BioEcon co-founder Rubén Ravera agrees. BioEcon is a site that promotes an “economic practice without money,” with a community that labels itself as prosumidores, a mixture between producers and consumers. Ravera thinks that the rise of bartering markets shouldn’t be seen in purely a negative light.
“I don’t agree when people equate that bartering is exclusively an economic response when faced with a crisis,” he said. “If you do your bit, it’s about a wider change in the way we think about economy.”
This may be the start of a utopic currency-free society, but there are also negative aspects to be considered within this revived trend. Enorsai reported that an illegal bartering market has developed for medicines in exchange for food. Despite the illegality of the process, there are rules in place that ban the bartering of tranquilisers and there is a five-product maximum. The most commonly-exchanged medicines are those to reduce fever and antibiotics, and the need arose due to the poor state of the health centres in the country.
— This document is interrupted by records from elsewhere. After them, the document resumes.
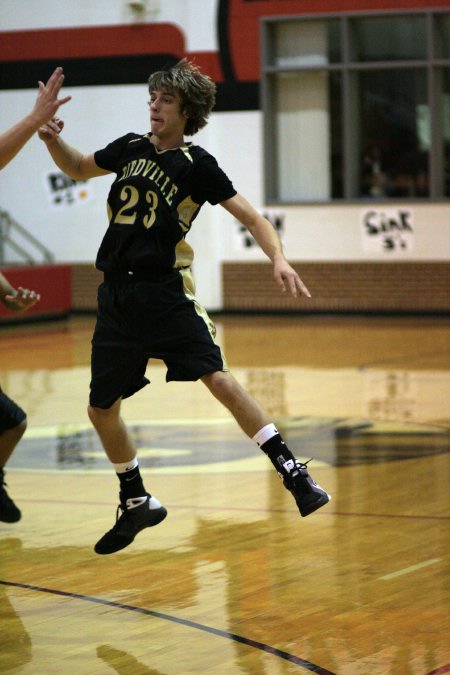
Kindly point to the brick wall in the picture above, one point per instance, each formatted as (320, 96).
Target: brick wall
(85, 281)
(342, 287)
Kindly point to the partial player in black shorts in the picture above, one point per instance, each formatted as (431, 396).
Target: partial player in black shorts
(147, 305)
(13, 420)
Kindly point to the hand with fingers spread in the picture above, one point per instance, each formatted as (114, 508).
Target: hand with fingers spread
(46, 105)
(287, 278)
(49, 131)
(47, 101)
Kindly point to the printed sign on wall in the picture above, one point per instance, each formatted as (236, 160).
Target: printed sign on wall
(244, 239)
(64, 191)
(387, 230)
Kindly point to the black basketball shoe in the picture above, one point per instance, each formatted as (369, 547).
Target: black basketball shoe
(9, 513)
(308, 495)
(137, 514)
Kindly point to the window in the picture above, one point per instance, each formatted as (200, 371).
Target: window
(357, 107)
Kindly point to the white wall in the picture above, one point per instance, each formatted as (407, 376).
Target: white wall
(97, 115)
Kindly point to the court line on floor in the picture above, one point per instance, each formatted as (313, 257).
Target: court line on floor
(408, 570)
(174, 619)
(246, 509)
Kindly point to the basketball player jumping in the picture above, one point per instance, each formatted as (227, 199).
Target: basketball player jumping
(13, 420)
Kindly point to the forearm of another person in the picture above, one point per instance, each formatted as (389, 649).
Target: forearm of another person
(71, 161)
(16, 300)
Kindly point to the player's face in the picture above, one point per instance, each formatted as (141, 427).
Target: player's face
(166, 119)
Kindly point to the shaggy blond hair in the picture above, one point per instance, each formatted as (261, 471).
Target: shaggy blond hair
(197, 92)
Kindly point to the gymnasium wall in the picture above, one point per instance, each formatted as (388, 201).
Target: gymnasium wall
(107, 52)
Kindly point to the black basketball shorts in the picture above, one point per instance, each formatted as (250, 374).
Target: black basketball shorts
(139, 320)
(10, 413)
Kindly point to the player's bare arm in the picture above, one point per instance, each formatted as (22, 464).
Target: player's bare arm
(70, 160)
(285, 276)
(45, 107)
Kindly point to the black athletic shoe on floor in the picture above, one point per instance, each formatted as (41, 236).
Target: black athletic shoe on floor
(308, 495)
(9, 513)
(137, 514)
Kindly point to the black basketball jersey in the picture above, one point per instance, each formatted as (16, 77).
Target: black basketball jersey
(153, 202)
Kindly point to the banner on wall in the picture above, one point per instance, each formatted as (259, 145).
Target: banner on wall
(244, 240)
(63, 191)
(387, 230)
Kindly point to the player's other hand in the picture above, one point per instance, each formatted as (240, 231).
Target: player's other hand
(22, 300)
(50, 131)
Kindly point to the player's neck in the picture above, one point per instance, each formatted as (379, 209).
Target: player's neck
(171, 143)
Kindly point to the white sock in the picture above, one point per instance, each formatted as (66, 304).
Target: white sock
(265, 434)
(126, 466)
(153, 503)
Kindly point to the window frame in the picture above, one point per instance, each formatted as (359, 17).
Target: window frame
(433, 64)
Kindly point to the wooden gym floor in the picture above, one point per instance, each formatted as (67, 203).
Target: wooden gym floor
(234, 580)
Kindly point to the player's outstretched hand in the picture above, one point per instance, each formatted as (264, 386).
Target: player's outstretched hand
(22, 300)
(51, 130)
(47, 101)
(287, 279)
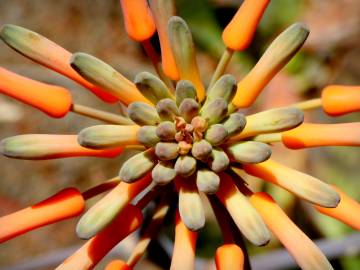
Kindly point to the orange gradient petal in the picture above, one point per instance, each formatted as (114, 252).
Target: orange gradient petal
(184, 247)
(312, 135)
(348, 210)
(53, 100)
(239, 33)
(139, 23)
(229, 257)
(302, 249)
(97, 247)
(339, 99)
(64, 204)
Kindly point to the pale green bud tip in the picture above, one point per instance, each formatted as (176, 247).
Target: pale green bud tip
(163, 173)
(207, 181)
(166, 131)
(216, 134)
(249, 152)
(167, 109)
(184, 89)
(137, 166)
(185, 166)
(201, 150)
(166, 150)
(151, 87)
(143, 114)
(147, 136)
(188, 109)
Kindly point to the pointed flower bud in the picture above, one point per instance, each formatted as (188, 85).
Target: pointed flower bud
(138, 166)
(215, 111)
(302, 185)
(201, 150)
(185, 166)
(216, 134)
(167, 109)
(249, 152)
(166, 131)
(167, 150)
(246, 218)
(235, 123)
(190, 206)
(163, 173)
(239, 33)
(302, 249)
(147, 136)
(65, 204)
(152, 87)
(105, 136)
(270, 121)
(108, 208)
(143, 114)
(184, 89)
(48, 54)
(139, 22)
(184, 53)
(207, 181)
(103, 75)
(53, 100)
(44, 146)
(278, 54)
(219, 160)
(188, 109)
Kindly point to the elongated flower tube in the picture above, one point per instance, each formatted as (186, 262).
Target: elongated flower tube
(229, 257)
(184, 246)
(53, 100)
(281, 50)
(302, 185)
(239, 33)
(313, 135)
(47, 53)
(46, 146)
(340, 99)
(64, 204)
(302, 249)
(139, 23)
(345, 210)
(97, 247)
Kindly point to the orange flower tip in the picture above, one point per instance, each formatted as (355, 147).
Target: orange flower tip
(139, 23)
(239, 33)
(117, 265)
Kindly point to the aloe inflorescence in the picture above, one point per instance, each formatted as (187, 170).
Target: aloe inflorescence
(191, 138)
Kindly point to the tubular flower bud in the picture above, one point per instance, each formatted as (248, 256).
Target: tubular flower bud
(139, 23)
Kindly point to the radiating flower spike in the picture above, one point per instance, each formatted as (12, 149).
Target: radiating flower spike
(46, 146)
(302, 249)
(277, 55)
(53, 100)
(47, 53)
(184, 53)
(63, 205)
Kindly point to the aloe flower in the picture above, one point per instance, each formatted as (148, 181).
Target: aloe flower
(192, 138)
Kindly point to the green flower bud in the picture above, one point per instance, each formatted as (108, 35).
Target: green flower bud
(166, 150)
(166, 131)
(184, 89)
(167, 109)
(143, 114)
(137, 166)
(249, 152)
(147, 136)
(207, 181)
(185, 166)
(152, 87)
(216, 134)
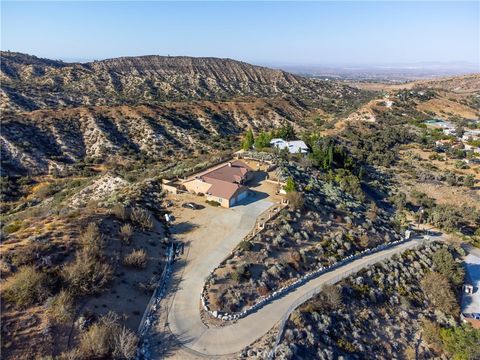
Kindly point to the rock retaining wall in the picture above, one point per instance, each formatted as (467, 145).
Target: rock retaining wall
(299, 282)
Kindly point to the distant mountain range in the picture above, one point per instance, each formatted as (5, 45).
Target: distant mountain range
(56, 114)
(31, 83)
(386, 73)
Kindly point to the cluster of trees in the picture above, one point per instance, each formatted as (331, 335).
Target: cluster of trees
(377, 144)
(263, 138)
(327, 153)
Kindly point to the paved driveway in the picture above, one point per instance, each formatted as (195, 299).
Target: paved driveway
(210, 235)
(213, 234)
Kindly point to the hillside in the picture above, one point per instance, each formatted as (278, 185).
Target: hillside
(30, 83)
(459, 84)
(42, 140)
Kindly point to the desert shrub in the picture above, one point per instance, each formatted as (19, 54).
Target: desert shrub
(365, 241)
(372, 212)
(213, 203)
(245, 245)
(26, 287)
(331, 296)
(12, 227)
(236, 276)
(290, 185)
(445, 264)
(446, 217)
(92, 240)
(95, 342)
(431, 334)
(136, 259)
(60, 308)
(329, 299)
(86, 274)
(107, 339)
(241, 273)
(120, 212)
(463, 343)
(438, 290)
(125, 233)
(142, 218)
(349, 183)
(125, 344)
(295, 200)
(294, 259)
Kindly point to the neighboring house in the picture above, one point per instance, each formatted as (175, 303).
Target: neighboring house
(471, 134)
(471, 291)
(223, 184)
(294, 147)
(472, 148)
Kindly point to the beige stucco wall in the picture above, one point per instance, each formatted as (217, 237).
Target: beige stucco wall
(196, 186)
(223, 202)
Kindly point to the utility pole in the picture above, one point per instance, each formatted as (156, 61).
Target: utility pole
(420, 216)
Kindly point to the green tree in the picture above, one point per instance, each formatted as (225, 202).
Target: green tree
(290, 185)
(445, 264)
(262, 140)
(286, 132)
(248, 140)
(463, 343)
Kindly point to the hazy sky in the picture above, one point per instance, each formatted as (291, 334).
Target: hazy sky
(259, 32)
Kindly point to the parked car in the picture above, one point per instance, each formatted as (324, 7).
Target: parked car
(192, 206)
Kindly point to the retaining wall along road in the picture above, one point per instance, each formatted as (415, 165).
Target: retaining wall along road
(269, 298)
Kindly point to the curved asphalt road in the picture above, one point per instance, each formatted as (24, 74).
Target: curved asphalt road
(186, 325)
(207, 246)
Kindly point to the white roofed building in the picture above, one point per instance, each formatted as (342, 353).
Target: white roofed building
(294, 146)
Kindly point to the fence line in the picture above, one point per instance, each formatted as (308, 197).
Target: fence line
(157, 293)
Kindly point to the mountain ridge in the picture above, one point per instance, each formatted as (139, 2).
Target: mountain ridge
(31, 83)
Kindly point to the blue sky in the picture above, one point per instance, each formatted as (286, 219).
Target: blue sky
(297, 33)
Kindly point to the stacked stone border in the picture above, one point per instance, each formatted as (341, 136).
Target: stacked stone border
(421, 243)
(299, 282)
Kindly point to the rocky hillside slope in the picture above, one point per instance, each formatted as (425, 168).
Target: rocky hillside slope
(30, 83)
(39, 141)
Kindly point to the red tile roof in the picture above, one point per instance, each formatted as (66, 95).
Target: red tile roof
(224, 189)
(226, 179)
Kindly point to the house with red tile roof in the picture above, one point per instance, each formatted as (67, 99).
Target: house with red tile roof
(223, 184)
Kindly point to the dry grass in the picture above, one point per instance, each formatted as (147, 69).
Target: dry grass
(125, 233)
(26, 287)
(142, 218)
(136, 259)
(61, 307)
(107, 339)
(87, 274)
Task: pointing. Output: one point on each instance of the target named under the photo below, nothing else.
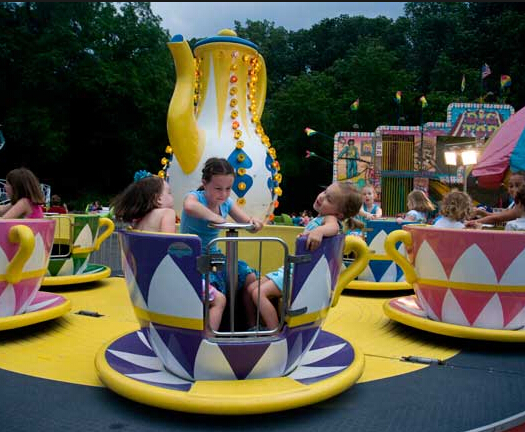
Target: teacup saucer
(45, 306)
(407, 310)
(91, 273)
(128, 366)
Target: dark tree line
(85, 87)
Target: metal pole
(231, 265)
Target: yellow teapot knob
(226, 32)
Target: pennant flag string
(505, 81)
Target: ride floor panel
(49, 379)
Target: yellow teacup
(25, 247)
(76, 237)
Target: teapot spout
(185, 138)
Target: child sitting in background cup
(27, 199)
(455, 208)
(519, 207)
(369, 209)
(147, 204)
(419, 206)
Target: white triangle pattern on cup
(316, 290)
(165, 355)
(514, 273)
(452, 312)
(491, 316)
(186, 304)
(378, 243)
(38, 259)
(7, 301)
(425, 256)
(218, 369)
(272, 362)
(473, 266)
(84, 238)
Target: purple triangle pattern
(148, 250)
(307, 333)
(182, 343)
(331, 247)
(130, 343)
(241, 359)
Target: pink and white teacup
(25, 247)
(471, 278)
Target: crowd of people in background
(147, 204)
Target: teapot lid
(229, 36)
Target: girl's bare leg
(217, 306)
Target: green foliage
(85, 87)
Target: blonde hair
(350, 202)
(369, 186)
(417, 200)
(456, 205)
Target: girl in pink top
(25, 194)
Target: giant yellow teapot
(215, 111)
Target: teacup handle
(110, 227)
(358, 246)
(390, 248)
(23, 235)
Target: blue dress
(193, 225)
(277, 276)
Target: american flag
(485, 71)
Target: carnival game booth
(176, 361)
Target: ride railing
(233, 321)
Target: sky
(200, 20)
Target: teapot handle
(261, 86)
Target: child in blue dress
(211, 202)
(339, 202)
(419, 206)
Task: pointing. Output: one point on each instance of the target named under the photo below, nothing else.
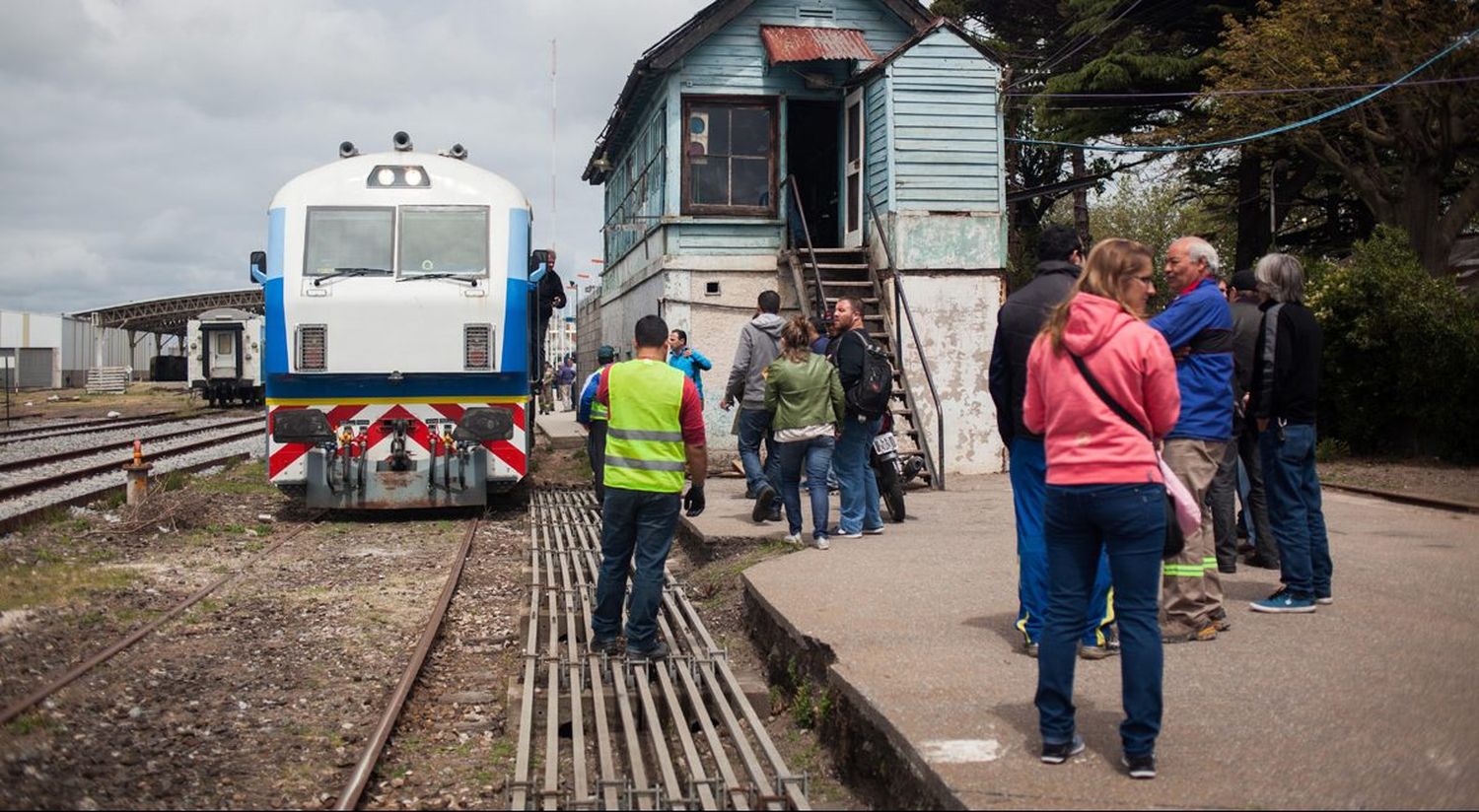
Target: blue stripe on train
(274, 358)
(345, 387)
(517, 302)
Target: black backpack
(873, 389)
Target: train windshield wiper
(352, 272)
(456, 277)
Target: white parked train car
(224, 357)
(396, 290)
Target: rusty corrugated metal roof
(793, 43)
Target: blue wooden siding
(635, 189)
(876, 148)
(947, 141)
(733, 237)
(734, 61)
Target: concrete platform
(561, 430)
(1367, 703)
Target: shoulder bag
(1182, 515)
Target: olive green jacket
(804, 393)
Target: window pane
(854, 136)
(707, 130)
(444, 239)
(710, 180)
(751, 132)
(348, 238)
(751, 182)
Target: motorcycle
(887, 468)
“You go to the health centre in Laferrere and there are no doctors, not even a paediatrician,” explained one of the founders of the Laferrere Trueque sin Dinero (Barter without money) group, adding that in many hospitals they don’t even have basic medicines such as ibuprofen.
However, in 2001 when this was commonplace, there was a rise in the more worrying tendency to exchange false medicines, which could have serious consequences. This could start occurring in current bartering groups as there is no product regulation.
It is not difficult to understand why Argentines, with the memory of previous economic crises still fresh, are already turning to cash-free measures to acquire their basic necessities.
The Economist places Argentina on ‘a rocky road’ with recession around the corner. This year the peso has lost a third of its value, utility bills have been hiked and inflation is running at 26%, down from May’s 40% in an attempt to raise the value of the peso, and people are starting to struggle to make ends meet.
President Macri is also struggling against a population that is stoic in its refusal to accept his economic measures, especially the controversial IMF loan taken out in June. Today July 9. marks Argentina’s Independence Day, but has been marred by national protests and the military refusing to carry out their traditional parade in protest of insufficient efforts to raise their salaries.
Mauricio Macri first took office in 2015, and unless he manages to make a difference fast, he may struggle to be re-elected in the 2019 presidential elections.